Inès frowned. “Was he in school with us in Lille?”
“No.” Edith glanced down at her hands. “In November he was with some friends in Paris when a German officer, very drunk, staggered out and grabbed one of the women in his group, a new bride who had married just the day before. The new husband defended his wife by hitting the German officer, and then he ran. Bonsergent stayed and tried to help the German up.”
“Goodness! You know this Monsieur Bonsergent?”
“I never met him. Please, just listen. Though Bonsergent denied being the one to strike the officer, he refused to give up the name of his friend. Just a few weeks later, he was sentenced to death.”
“Just to frighten him, yes?”
“No. He was executed by a firing squad two days before Christmas.”
Inès swallowed hard. Why was Edith telling her such things? “But . . . that’s horrible.”
“It was a turning point for many of us who had stayed quiet, who had tried not to become involved.” Edith met Inès’s gaze at last. “Can I trust you, Inès?”
“Edith, we’re like sisters.”
“I know. I know.” Edith examined her hands again. “You see, Edouard and I knew that we could not stand by and do nothing. And it has gotten worse, Inès. Did you hear of the German officer who was killed in the Paris Métro last month? They didn’t catch the man who committed the assassination, and so the Germans simply chose three men at random to be executed instead.”
“What?”
“You do not listen to the BBC, I see.”
“It’s forbidden.” The truth was that Inès didn’t even follow the news that the Germans distributed; it was all too depressing. What else had she missed?
Edith’s smile was sad. “?‘A nation is beaten only when it has accepted that it is beaten.’ A quote from Marshal Foch. If we accept the things the Germans are doing to us, Inès, it is the beginning of the end. We must fight back.”
“Fight back? But what can we do? The Germans are in control now. It’s better to just keep our heads down and—”
“And what?” Edith interrupted. “Let them murder innocent people?”
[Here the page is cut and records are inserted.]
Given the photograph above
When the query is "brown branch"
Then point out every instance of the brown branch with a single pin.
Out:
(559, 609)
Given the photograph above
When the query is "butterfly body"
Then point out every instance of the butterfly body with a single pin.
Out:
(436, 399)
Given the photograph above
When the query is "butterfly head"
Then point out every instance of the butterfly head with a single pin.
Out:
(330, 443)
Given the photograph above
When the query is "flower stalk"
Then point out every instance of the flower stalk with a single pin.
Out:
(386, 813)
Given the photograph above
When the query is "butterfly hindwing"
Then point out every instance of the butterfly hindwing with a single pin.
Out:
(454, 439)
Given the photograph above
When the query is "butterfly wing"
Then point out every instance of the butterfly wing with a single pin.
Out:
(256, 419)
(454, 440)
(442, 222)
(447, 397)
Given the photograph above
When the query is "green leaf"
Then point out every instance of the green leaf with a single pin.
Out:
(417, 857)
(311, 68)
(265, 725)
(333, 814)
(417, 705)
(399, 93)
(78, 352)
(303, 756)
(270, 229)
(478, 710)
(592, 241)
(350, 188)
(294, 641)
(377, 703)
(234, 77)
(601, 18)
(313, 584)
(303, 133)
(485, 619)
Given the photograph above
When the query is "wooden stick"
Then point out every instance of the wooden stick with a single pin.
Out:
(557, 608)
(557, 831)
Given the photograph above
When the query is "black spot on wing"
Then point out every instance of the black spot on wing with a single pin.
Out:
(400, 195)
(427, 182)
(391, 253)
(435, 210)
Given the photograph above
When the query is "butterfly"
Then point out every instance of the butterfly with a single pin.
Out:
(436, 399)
“But those are isolated incidents.”
“No, they aren’t. Nor are the Jewish regulations coming down from Vichy. Do you understand what is at stake?”
“Of course I do.” But the truth was, Inès felt lost. What could she or Edith—or even Edouard—do to stop a war?
“So then you understand why we felt we had to do something.” Edith leaned forward and grasped Inès’s hands. “If you breathe a word of this—to anyone—Edouard and I will be arrested, probably even killed.”